I created a CDK project to self-host the observability tool (OSS) Langfuse v3 on AWS.

https://github.com/mazyu36/langfuse-with-aws-cdk

In this article, I'll share the usage method, architecture, and troubleshooting know-how.

The following official documents are helpful for self-hosting:

Architecture

I've built Langfuse v3 on AWS. Essentially, it's a simple configuration that replaces Langfuse's architecture with managed services.

Image description

Langfuse Application (Web, Worker)

I've deployed the Langfuse container image to ECS on Fargate.

Service-to-service communication with ClickHouse, mentioned later, uses ECS Service Connect. Since Web and Worker act as clients (the requesting side) in service-to-service communication, Service Connect only needs to be defined with client settings.

If you want to reduce costs and just need basic communication, Service Discovery should also work fine.

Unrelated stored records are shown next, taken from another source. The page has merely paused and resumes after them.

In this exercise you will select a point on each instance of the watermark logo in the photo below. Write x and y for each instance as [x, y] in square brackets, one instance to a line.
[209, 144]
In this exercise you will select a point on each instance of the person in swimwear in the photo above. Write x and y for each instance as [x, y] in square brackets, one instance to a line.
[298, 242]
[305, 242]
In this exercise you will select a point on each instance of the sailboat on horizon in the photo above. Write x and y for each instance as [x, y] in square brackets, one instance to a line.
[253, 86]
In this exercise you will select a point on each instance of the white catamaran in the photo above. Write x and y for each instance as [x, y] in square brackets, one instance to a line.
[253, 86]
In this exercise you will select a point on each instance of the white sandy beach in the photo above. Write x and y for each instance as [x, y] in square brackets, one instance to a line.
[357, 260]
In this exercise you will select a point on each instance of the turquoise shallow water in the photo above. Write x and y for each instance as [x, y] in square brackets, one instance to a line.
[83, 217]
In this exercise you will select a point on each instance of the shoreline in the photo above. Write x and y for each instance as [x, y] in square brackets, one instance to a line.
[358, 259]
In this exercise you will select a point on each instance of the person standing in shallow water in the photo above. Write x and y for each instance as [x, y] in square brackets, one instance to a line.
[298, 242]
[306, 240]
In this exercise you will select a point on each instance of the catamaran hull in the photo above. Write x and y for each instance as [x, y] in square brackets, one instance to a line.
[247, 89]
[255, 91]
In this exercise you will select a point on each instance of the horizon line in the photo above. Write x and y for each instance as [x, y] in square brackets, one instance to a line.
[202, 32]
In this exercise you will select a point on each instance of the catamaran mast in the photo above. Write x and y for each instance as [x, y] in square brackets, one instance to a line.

According to the documentation, for production environments, the following is recommended:

  • All containers should have at least 2 CPUs and 4GB RAM
  • Langfuse Web should have 2 instances for redundancy

For production environments, we recommend to use at least 2 CPUs and 4 GB of RAM for all containers. You should have at least two instances of the Langfuse Web container for high availability. For auto-scaling, we recommend to add instances once the CPU utilization exceeds 50% on either container.

In the CDK implementation, you can configure whether to use Fargate Spot in lib/stack-config.ts. In development environments, you can use Fargate Spot to reduce costs.

ClickHouse - OLAP

ClickHouse is also running directly as a container image on ECS on Fargate. EFS is mounted for data persistence.

PostgreSQL - OLTP

Using Aurora Serverless v2.

In the CDK implementation, lib/stack-config.ts allows enabling Zero Capacity for cost reduction.

https://aws.amazon.com/blogs/database/introducing-scaling-to-0-capacity-with-amazon-aurora-serverless-v2

When enabled, the database stops after a certain period without connections. When attempting to connect during this state, it takes about 15 seconds to restart, so retries are necessary after a certain time. This is intended for development environments.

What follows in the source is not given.